I'm trying to understand under what circumstances I can pass a type template as an argument for a template template parameter with a different signature. E.g., I would expect that the following might compile successfully.
template <typename...>
struct foo { };
template <template <typename> typename Template>
struct bar { };
using quux = bar<foo>;
After all, bar
is asking for a template that is willing to accept exactly one type template parameter, and I'm giving it one. But with Clang 11.0.1, this doesn't compile.

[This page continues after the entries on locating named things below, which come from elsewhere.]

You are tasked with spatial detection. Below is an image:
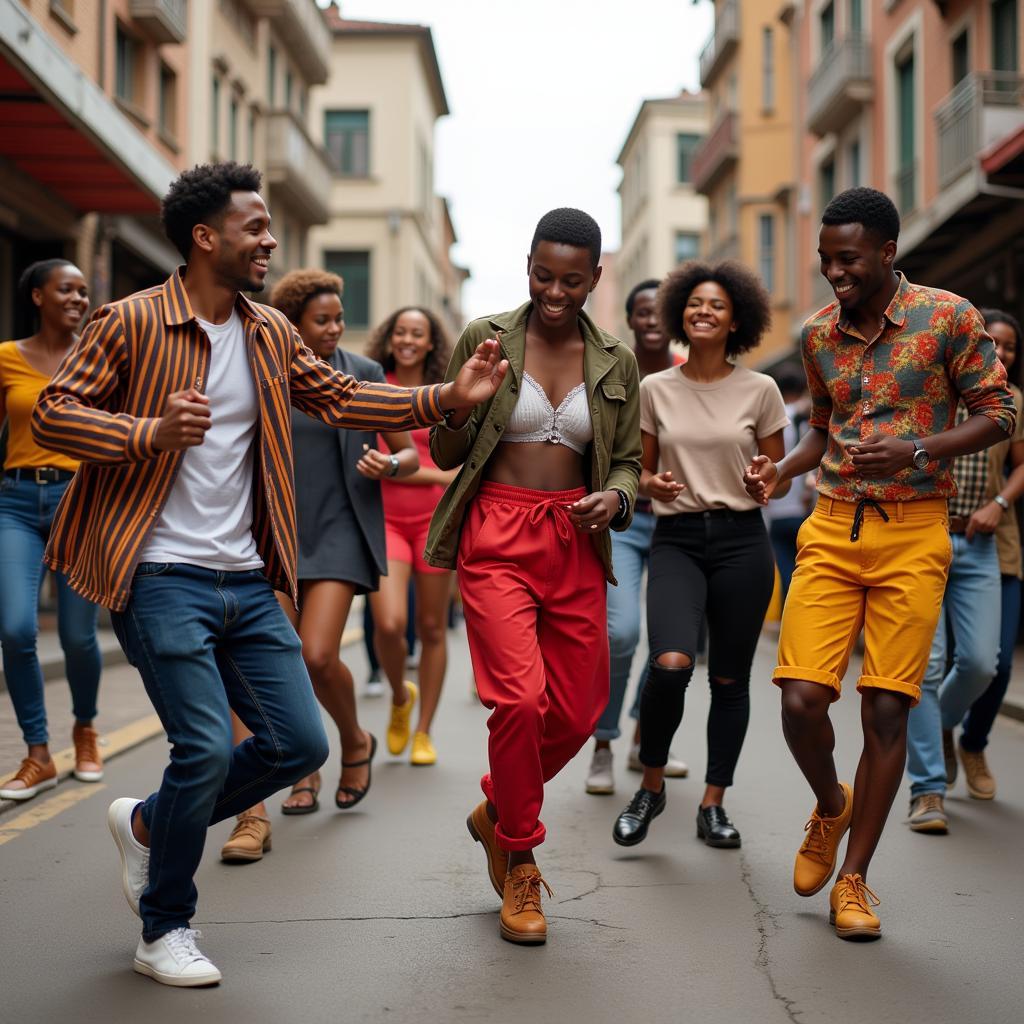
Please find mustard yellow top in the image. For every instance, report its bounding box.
[0,341,78,472]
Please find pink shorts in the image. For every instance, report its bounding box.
[384,513,452,575]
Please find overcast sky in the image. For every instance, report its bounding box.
[325,0,713,318]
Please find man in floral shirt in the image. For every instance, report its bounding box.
[744,188,1016,939]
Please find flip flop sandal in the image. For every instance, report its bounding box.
[334,732,377,811]
[281,785,319,814]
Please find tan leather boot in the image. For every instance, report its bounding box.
[220,813,270,864]
[501,864,553,945]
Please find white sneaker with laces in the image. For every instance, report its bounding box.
[106,797,150,916]
[133,928,221,988]
[587,746,615,796]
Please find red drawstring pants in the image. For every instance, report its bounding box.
[459,482,608,850]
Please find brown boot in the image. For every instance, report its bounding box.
[220,812,270,864]
[466,800,509,898]
[501,864,553,945]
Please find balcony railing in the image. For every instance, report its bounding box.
[690,111,738,196]
[807,34,874,135]
[264,111,331,224]
[128,0,186,45]
[700,0,739,89]
[935,71,1024,188]
[245,0,331,85]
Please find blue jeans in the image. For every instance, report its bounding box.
[594,512,655,739]
[906,534,1001,797]
[961,575,1021,754]
[0,476,102,744]
[112,562,328,942]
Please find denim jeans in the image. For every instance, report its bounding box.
[0,477,101,744]
[594,512,655,739]
[112,562,328,942]
[906,534,1001,797]
[961,575,1021,754]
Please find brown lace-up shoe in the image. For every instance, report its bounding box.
[828,874,882,939]
[220,814,270,864]
[466,800,509,898]
[956,743,995,800]
[793,782,853,896]
[501,864,553,945]
[71,722,103,782]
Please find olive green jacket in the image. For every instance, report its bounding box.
[425,302,642,583]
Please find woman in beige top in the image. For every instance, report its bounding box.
[612,262,788,847]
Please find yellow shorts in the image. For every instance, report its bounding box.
[772,497,952,703]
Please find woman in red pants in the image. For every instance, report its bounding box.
[426,209,641,943]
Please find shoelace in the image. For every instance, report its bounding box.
[839,874,882,913]
[512,871,555,913]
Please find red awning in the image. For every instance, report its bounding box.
[0,53,159,213]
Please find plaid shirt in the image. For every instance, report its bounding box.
[801,274,1017,502]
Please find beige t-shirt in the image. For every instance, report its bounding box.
[640,367,790,515]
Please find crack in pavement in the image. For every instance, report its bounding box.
[739,852,803,1024]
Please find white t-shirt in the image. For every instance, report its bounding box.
[139,309,263,571]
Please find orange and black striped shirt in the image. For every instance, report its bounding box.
[32,269,443,610]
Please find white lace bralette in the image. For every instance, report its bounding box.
[504,371,594,455]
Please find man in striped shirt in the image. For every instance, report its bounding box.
[33,163,507,986]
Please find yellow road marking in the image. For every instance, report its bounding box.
[0,782,106,846]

OK, fine. Surely if that's disallowed, the following should also be disallowed.
template <typename>
struct foo { };
template <template <typename...> typename Template>
struct bar { };
using quux = bar<foo>;
Here bar
asks for a template that can accept any number of type template parameters, and I'm not giving it one. And yet Clang accepts this! (Of course it still fails if I write code inside of bar
that instantiates Template
with template arguments not matching foo
's signature.)
This seems backwards to me. It's allowing conversion of more specific template signatures to more general ones instead of the other way around.
I tried with GCC 10.2.0 too. GCC accepts both. Lol.
I'm compiling with -Wall -Wextra -O0 -std=c++20 -pedantic
with both compilers.
Does the standard really not specify whether the first example above is ill-formed, or is at least one of the compilers non-conforming?
And, regardless of what the standard requires, why would Clang make the choices it makes here? It seems like a bug to me.